For a hint why double-blind studies are so important, consider the following examples: in medical trials of drugs used to treat the symptoms of menopause, many of the participants were given a fake treatment (placebo) without being informed that it was fake.1 The combined results of multiple studies showed that women given placebo experienced a 51% reduction in hot flashes! Similarly, in a large study of men with prostate enlargement, participants given placebo therapy showed significantly improved symptoms and maintained at least some improvement for a full two years.2
Effects like these can be highly misleading to both physicians and patients. Suppose, for example, a physician prescribes a new drug for menopausal symptoms or prostate enlargement, and his or her patients report wonderful improvements. Does this indicate that the drug is effective? Not at all. As we know from the results described in the previous paragraph, many patients will report improvement no matter what they are taking. Thus, a drug can seem to be effective even if it doesn't possess any healing powers beyond the power of suggestion.

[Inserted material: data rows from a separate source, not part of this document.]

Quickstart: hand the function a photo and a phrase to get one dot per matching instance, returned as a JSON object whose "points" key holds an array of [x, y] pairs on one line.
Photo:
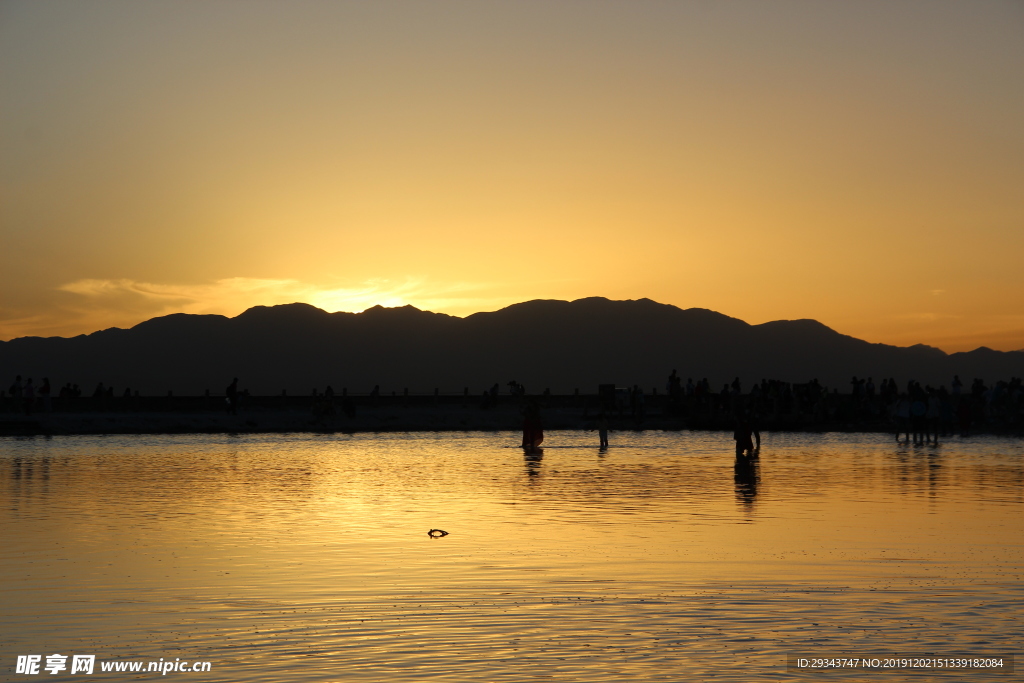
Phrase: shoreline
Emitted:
{"points": [[407, 418]]}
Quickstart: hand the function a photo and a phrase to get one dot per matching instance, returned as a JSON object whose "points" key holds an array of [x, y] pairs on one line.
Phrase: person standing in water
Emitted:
{"points": [[532, 431]]}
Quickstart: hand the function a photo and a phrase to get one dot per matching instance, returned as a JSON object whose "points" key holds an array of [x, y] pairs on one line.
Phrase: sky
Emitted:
{"points": [[856, 163]]}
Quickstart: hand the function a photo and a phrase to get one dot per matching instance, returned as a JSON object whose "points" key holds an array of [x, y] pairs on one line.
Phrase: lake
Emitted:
{"points": [[305, 557]]}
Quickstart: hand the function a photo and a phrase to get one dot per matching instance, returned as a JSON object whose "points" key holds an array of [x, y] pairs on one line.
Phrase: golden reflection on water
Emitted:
{"points": [[306, 557]]}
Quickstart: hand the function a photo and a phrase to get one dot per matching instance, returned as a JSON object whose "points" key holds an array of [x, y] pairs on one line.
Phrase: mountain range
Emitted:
{"points": [[544, 344]]}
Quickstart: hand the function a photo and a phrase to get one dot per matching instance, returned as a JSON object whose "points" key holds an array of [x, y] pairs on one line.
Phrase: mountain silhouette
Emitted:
{"points": [[561, 345]]}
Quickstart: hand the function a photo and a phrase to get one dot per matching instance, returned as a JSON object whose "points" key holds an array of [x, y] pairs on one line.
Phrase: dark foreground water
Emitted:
{"points": [[306, 557]]}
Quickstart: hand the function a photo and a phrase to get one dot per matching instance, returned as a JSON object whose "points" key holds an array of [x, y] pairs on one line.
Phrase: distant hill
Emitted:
{"points": [[561, 345]]}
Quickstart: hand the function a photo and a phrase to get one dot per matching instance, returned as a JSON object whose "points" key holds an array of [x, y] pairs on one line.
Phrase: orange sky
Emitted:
{"points": [[860, 164]]}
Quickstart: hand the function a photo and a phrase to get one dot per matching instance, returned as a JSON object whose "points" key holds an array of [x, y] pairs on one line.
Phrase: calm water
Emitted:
{"points": [[306, 557]]}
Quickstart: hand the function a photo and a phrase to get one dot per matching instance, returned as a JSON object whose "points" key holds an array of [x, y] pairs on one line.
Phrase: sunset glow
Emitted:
{"points": [[857, 164]]}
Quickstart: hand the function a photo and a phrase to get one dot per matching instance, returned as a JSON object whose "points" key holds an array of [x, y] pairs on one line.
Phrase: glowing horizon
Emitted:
{"points": [[858, 165]]}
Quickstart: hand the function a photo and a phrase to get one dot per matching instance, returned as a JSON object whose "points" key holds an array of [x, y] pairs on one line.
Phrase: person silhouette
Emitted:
{"points": [[532, 431], [232, 396]]}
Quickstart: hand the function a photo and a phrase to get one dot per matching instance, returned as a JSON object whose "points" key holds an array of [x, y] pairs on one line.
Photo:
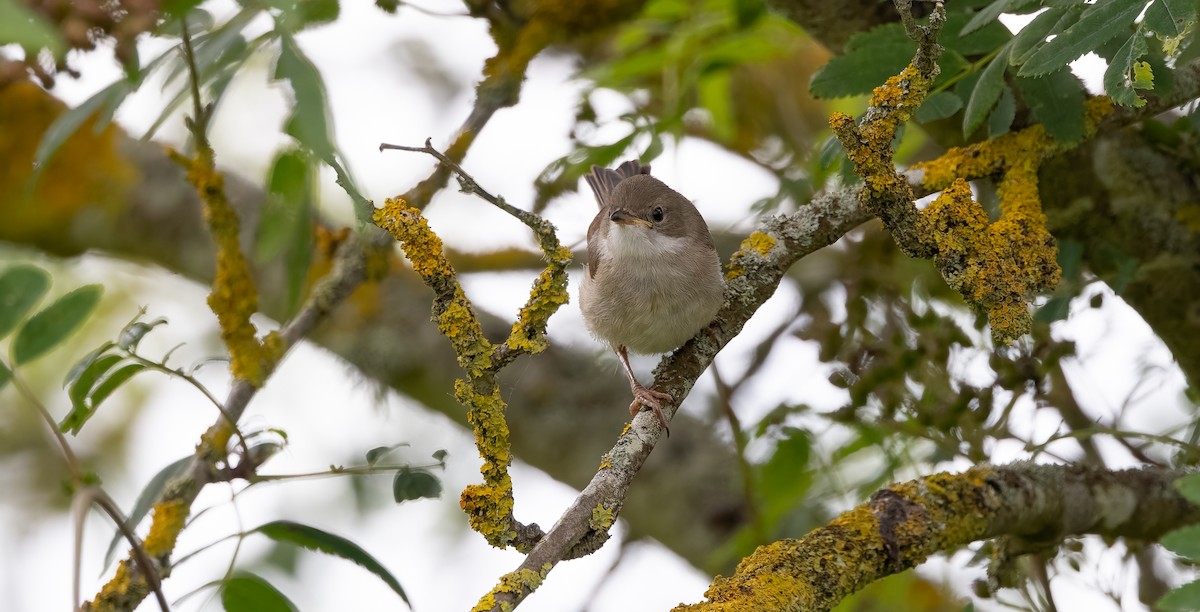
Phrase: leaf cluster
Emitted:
{"points": [[988, 73]]}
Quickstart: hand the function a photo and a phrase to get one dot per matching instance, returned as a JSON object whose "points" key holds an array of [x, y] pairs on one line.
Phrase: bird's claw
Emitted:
{"points": [[652, 400]]}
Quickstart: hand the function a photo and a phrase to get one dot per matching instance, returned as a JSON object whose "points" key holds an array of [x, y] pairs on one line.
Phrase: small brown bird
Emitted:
{"points": [[653, 277]]}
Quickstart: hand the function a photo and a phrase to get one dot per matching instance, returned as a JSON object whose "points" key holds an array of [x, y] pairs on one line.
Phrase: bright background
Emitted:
{"points": [[376, 96]]}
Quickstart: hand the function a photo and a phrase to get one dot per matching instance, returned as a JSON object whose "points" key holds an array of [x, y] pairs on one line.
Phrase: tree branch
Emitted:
{"points": [[751, 277], [903, 525]]}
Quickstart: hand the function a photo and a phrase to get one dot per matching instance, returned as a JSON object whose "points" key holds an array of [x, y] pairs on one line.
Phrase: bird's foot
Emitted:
{"points": [[652, 400]]}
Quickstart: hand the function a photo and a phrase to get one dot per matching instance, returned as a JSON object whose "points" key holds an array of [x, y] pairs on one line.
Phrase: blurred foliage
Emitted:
{"points": [[922, 383]]}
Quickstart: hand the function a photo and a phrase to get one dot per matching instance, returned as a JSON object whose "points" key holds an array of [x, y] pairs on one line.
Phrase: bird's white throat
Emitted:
{"points": [[641, 243]]}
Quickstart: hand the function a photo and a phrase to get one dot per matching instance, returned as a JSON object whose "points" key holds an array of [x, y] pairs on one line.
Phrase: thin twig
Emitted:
{"points": [[95, 495], [725, 397], [468, 185]]}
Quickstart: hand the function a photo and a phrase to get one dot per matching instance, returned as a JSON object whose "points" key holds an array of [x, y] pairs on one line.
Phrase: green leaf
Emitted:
{"points": [[1189, 487], [379, 453], [869, 59], [246, 592], [22, 25], [309, 123], [785, 475], [95, 366], [198, 22], [1071, 258], [131, 336], [714, 91], [1099, 23], [179, 7], [298, 15], [102, 105], [1057, 103], [1143, 76], [287, 220], [145, 501], [21, 288], [1181, 598], [985, 94], [1170, 18], [414, 484], [1001, 118], [288, 189], [1049, 22], [113, 382], [329, 544], [1119, 78], [83, 408], [1183, 541], [940, 106], [54, 323], [981, 41], [987, 15]]}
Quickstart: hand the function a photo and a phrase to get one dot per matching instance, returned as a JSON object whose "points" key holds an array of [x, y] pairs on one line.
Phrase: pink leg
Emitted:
{"points": [[643, 396]]}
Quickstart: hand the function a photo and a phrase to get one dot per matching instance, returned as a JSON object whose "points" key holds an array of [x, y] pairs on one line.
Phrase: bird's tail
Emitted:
{"points": [[603, 180]]}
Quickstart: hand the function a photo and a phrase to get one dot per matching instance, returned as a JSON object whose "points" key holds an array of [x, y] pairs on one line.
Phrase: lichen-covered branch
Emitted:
{"points": [[905, 523], [997, 268], [489, 507], [751, 277], [130, 585]]}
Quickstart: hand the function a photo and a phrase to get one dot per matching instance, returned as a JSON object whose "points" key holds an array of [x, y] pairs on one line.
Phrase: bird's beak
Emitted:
{"points": [[628, 219]]}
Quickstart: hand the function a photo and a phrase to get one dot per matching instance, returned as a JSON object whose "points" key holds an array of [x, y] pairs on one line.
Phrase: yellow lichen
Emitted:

For a particularly dramatic example of this phenomenon, consider what happened when orthopedic surgeon Bruce Moseley, team physician for the Houston Rockets, decided he needed to properly evaluate the efficacy of an operation commonly used to treat the pain caused by arthritic knees. This surgery involves scraping away rough areas in the knee's cartilage. It is widely believed to be effective, and as many as 400,000 such surgeries are performed each year.
Mosely decided to see if the surgery really worked. He conducted a study in which five patients were given the real surgery and five were given fake surgery consisting of little incisions over the knee. He then followed his patients for two years.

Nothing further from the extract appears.